ISO/IEC JTC1 SC22 WG21 P0666R0
Date:
Reply-to: Alasdair Mackintosh alasdair@google.com
Audience: WG21

C++ Latches and Barriers

1

General

[general]
1.1

History

[general.history]

This paper has been taken from Section 3 of P0159R0, which describes proposed extensions for concurrency. We propose the section numbered 33.7 below for inclusion in the C++ standard, after 33.6 [futures]. As P0159R0 has been available since 2015 without any recorded objections, and since it represents commonly used concurrency features, we believe it is suitable for inclusion as-is.

A previous version of this paper was published as N4392

1.2

Changes

[general.changes]

The following changes have been made to P0159R0.

The main section has been renumbered to reflect its proposed position in the standard.

All functions and classes have been moved into the std namespace.

1.3

Additional Proposed Changes

[general.proposals]

We propose the following additional wording beyond P0159R0 that clarifies some ambiguities in the original wording. This has been added in the paragraph below so that the committee has the option of accepting P0159R0 as written without any additions, or of including this change.

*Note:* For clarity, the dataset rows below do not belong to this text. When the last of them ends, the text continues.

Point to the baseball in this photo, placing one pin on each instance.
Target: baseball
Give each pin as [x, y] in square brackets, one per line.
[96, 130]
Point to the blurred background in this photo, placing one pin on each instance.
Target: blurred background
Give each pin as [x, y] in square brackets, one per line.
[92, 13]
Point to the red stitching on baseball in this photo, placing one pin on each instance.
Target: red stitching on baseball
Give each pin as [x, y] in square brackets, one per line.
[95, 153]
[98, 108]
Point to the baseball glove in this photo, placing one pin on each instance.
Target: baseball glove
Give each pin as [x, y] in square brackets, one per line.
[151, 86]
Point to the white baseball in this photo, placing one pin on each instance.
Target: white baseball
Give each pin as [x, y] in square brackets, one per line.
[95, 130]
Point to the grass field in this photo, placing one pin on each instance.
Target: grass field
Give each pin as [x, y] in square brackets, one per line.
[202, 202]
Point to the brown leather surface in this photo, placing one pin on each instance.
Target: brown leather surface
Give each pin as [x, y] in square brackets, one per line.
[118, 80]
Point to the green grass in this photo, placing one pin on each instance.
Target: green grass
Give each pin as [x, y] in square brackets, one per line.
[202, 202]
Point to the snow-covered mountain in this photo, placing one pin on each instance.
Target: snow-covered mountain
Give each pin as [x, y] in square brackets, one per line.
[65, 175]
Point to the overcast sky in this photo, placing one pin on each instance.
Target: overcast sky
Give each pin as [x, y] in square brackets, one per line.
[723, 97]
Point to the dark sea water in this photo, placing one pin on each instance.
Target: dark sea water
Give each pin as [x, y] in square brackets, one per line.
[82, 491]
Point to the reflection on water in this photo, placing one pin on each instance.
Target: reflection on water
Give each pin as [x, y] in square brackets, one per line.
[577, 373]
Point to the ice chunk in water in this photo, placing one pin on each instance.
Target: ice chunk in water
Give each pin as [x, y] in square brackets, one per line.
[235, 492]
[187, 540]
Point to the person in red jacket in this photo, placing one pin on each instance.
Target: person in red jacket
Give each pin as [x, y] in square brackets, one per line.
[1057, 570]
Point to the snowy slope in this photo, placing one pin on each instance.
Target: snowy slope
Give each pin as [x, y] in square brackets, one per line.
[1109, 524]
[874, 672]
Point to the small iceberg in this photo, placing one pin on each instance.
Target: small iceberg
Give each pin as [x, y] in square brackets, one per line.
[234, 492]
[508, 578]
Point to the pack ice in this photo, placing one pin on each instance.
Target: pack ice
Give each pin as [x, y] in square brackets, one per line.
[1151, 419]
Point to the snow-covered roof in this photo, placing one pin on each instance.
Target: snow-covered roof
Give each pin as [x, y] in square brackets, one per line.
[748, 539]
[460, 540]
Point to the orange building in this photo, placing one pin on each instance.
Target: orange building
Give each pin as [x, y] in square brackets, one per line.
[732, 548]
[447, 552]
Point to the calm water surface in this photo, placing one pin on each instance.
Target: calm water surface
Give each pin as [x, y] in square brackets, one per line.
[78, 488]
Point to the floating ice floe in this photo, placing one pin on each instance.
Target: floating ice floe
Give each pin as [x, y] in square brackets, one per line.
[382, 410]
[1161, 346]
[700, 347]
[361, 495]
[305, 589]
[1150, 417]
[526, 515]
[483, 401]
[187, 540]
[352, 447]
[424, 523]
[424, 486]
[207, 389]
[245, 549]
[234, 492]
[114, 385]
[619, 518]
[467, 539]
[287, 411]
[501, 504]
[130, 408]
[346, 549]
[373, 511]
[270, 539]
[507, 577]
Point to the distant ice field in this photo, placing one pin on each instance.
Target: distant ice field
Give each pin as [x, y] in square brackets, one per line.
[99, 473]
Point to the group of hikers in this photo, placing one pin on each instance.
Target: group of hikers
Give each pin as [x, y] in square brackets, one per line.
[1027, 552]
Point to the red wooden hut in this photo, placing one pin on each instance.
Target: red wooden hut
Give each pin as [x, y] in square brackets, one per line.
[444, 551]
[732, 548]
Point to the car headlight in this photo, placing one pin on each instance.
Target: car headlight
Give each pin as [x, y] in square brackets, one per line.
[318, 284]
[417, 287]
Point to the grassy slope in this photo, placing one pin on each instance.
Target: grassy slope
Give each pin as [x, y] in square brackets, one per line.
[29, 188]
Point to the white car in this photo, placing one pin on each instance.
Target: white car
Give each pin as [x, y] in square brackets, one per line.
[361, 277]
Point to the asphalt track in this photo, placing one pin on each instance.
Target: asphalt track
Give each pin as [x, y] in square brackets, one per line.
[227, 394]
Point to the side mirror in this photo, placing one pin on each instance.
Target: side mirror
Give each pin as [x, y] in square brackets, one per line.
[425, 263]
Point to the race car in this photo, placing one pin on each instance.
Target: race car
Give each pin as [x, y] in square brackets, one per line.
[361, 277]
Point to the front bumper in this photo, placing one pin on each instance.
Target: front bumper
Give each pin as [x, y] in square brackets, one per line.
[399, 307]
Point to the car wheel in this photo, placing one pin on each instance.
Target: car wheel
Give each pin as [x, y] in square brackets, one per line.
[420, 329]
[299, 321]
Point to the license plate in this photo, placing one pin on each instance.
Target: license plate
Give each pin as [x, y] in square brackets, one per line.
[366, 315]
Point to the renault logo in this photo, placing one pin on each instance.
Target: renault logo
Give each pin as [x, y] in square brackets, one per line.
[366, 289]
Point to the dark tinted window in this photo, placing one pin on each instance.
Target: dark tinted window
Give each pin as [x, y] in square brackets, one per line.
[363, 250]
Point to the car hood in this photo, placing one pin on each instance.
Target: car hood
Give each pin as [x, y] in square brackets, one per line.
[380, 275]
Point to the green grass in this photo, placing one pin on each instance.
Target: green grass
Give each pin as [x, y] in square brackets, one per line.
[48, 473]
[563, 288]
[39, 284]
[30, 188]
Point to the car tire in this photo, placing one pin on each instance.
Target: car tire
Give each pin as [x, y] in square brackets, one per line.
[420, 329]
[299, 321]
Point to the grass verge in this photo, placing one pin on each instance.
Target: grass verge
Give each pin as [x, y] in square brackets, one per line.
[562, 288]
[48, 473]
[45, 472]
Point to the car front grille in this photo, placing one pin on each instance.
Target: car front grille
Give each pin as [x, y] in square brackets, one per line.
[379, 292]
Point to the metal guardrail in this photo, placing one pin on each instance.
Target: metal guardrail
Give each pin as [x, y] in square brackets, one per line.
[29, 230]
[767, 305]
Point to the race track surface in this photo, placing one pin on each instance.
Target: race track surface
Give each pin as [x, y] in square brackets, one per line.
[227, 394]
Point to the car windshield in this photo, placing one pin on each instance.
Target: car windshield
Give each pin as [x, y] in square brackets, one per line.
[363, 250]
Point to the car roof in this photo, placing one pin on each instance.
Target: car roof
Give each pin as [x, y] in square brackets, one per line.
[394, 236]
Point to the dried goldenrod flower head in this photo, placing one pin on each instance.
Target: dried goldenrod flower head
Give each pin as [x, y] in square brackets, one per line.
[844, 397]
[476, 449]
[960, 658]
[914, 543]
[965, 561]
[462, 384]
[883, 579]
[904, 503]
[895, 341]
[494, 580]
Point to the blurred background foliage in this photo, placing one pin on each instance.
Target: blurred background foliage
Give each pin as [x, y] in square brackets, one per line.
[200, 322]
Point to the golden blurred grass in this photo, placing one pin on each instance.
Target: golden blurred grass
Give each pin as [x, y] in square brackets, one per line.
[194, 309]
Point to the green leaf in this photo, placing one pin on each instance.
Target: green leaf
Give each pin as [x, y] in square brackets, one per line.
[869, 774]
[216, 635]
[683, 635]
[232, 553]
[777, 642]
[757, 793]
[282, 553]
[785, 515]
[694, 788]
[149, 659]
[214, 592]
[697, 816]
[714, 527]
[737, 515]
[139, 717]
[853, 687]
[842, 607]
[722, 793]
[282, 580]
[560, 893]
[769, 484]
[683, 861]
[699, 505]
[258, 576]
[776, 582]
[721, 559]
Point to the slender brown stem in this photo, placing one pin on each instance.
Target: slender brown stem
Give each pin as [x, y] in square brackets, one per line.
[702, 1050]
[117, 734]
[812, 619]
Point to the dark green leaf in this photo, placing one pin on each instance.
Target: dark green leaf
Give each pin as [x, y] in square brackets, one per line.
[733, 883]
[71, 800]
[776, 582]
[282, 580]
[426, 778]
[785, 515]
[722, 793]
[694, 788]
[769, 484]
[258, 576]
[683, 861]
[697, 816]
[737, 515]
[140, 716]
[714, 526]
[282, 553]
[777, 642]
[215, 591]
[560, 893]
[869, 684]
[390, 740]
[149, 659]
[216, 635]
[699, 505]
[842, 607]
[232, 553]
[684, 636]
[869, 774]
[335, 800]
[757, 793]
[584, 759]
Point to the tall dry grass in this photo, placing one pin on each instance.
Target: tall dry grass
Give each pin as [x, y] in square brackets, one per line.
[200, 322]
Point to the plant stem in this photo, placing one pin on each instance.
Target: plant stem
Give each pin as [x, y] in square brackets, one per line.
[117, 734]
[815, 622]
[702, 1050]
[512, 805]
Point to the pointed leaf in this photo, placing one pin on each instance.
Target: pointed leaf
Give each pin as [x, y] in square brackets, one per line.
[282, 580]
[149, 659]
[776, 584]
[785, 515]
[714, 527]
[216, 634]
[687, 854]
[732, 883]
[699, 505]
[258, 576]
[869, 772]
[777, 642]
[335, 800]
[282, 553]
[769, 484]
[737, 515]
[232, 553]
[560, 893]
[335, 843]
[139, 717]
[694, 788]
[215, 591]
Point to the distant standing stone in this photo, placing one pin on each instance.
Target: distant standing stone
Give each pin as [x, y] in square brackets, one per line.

The wording for arrive_and_drop in Section 33.7.6 is ambiguous, as it implies that the first action is to remove the thread from the set of participating threads. Because the completion phase is defined to run in one of the participating threads, this wording would imply that the phase cannot run in any thread that calls arrive_and_drop.

We propose the following wording to replace paragraph 13 in Section 33.7.6.

Effects:
Removes the current thread from the set of participating threads. If this causes the set to become empty, the barrier type's completion phase is executed. It is unspecified whether the function blocks until the completion phase is ended. [ Note: If no other thread is blocked in this function, the completion phase executes in the calling thread. end note ]
1.4

Main Proposal

[general.main]

We propose to add the following clause from the Concurrency TS to the C++20 working draft, as described below.

33.7

Latches and Barriers

[coordination]
33.7.1

General

[coordination.general]

This section describes various concepts related to thread coordination, and defines the latch, barrier and flex_barrier classes.

33.7.2

Terminology

[coordination.terminology]

In this subclause, a synchronization point represents a point at which a thread may block until a given condition has been reached.

33.7.3

Latches

[coordination.latch]

Latches are a thread coordination mechanism that allow one or more threads to block until an operation is completed. An individual latch is a single-use object; once the operation has been completed, the latch cannot be reused.

33.7.4

Header <latch> synopsis

[coordination.latch.synopsis]

namespace std {
  class latch {
   public:
    explicit latch(ptrdiff_t count);
    latch(const latch&) = delete;

    latch& operator=(const latch&) = delete;
    ~latch();


    void count_down_and_wait();
    void count_down(ptrdiff_t n = 1);

    bool is_ready() const noexcept;
    void wait() const;

   private:
    ptrdiff_t counter_; // exposition only
  };
} // namespace std
33.7.5

Class latch

[coordination.latch.class]

A latch maintains an internal counter_ that is initialized when the latch is created. Threads may block at a synchronization point waiting for counter_ to be decremented to 0. When counter_ reaches 0, all such blocked threads are released.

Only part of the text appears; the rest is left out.